Il Presidente appare esile, d’altezza modesta, di temperamento mite. Saluta appena, poi si dirige verso il Teatro, senza mai voltarsi indietro, verso quella folla, quasi modica, che lo accoglie festante con bandierine tricolori, ma dalla quale si leva anche qualche grido di protesta. Implacato odio “alla casta” d’un popolo che non sa d’esser se stesso. 

Ogni anno l’Italia designa una Capitale Italiana della Cultura, che possa ampliare e mostrare al meglio il proprio sviluppo culturale.
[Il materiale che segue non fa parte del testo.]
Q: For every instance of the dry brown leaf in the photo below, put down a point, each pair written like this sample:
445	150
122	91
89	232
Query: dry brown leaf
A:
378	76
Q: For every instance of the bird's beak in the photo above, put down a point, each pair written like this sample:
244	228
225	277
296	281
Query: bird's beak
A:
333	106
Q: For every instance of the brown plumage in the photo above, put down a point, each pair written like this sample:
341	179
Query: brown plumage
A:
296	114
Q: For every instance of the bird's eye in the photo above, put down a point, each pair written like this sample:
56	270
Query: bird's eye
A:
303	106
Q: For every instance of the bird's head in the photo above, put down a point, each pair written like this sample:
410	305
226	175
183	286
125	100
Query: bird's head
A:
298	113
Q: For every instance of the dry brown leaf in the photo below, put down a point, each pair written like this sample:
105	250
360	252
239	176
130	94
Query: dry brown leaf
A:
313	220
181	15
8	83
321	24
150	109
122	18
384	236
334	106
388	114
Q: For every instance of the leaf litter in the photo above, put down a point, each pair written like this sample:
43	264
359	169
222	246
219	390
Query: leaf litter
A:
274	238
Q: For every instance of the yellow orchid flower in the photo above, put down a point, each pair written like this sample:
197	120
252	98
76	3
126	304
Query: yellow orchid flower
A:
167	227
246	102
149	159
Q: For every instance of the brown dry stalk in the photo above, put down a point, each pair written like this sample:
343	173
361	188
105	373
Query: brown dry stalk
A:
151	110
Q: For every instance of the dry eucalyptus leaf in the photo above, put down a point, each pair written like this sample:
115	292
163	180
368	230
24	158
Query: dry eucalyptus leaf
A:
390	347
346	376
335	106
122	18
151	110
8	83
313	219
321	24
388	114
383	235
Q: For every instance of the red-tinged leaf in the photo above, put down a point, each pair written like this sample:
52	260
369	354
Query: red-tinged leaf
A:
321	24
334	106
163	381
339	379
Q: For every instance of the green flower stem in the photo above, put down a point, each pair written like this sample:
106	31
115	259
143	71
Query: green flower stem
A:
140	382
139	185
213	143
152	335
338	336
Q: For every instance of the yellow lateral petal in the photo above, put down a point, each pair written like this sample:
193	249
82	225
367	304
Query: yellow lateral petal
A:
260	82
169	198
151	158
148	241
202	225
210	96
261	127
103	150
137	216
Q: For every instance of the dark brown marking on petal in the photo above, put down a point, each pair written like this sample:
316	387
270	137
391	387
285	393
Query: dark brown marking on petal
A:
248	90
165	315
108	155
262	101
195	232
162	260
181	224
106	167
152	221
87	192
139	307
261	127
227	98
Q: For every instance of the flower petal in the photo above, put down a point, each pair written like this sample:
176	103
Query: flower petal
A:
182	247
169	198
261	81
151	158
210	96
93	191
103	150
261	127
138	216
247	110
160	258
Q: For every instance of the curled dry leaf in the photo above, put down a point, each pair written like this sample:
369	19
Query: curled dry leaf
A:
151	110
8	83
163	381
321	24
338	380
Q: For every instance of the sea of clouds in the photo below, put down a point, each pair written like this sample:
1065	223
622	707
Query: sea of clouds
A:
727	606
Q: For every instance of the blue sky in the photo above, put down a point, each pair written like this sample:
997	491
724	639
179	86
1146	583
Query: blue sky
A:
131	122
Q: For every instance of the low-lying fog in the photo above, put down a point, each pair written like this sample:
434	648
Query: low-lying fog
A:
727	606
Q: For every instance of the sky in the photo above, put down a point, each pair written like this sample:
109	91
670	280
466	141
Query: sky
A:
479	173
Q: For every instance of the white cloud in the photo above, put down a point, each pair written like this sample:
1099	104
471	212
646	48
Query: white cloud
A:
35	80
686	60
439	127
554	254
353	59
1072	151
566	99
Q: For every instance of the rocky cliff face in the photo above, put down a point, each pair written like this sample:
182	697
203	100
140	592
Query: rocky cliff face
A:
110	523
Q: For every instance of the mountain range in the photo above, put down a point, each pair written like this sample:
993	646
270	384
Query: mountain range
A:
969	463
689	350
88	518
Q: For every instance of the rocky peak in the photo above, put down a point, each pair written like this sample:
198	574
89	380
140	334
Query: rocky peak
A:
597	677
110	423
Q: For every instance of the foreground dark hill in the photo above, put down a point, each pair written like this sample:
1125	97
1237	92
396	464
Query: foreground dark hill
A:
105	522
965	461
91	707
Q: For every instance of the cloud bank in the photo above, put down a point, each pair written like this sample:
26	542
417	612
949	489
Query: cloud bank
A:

Dopo Mantova, vincitrice dell’anno 2019, è l’anno di Parma, Capitale della Cultura per il 2020. Una cifra bell’e tonda, che dà alla città l’opportunità di mostrare le proprie grazie.

Oggi, 12 gennaio 2020, dopo l’inaugurazione del giorno precedente, avvenuta con corteo, sfilata, bande e majorette, è arrivato il Presidente della Repubblica Italiana, Sergio Mattarella.

Giunto al Teatro Regio (Via Garibaldi blindatissima), in auto blu presidenziale, ha trovato ad accoglierlo una folla festante con bandierine tricolori, anche se non è mancata qualche voce di protesta che si è alzata dal coro.

Il Presidente ha poi inaugurato l’anno della Cultura di Parma, con un discorso dal Palco del Teatro Regio. Nel medesimo teatro, poi, dal Palco Ducale, ha assistito alla prima della Turandot. L’Opera ha inaugurato la stagione culturale di Parma.

Il Presidente ha detto che “La cultura definisce il segno distintivo di ogni comunità ed è tutt’altro che una condizione statica, immobile, inerte. Perché si nutre di confronto, si sviluppa nel dialogo e nelle relazioni” e ha poi aggiunto che la cultura appare “più ricca quando si apre alla conoscenza e al rispetto delle differenze”, citando poi Stendhal, l’autore del celebre romanzo “la Certosa di Parma” (storico sì, ma totalmente inventato, se pur ispirato a personaggi più rinascimentali che del bel ducato ottocentesco di Maria Luisa). dicendo che le gioie degli italiani “sono più vive e durano più lungamente”.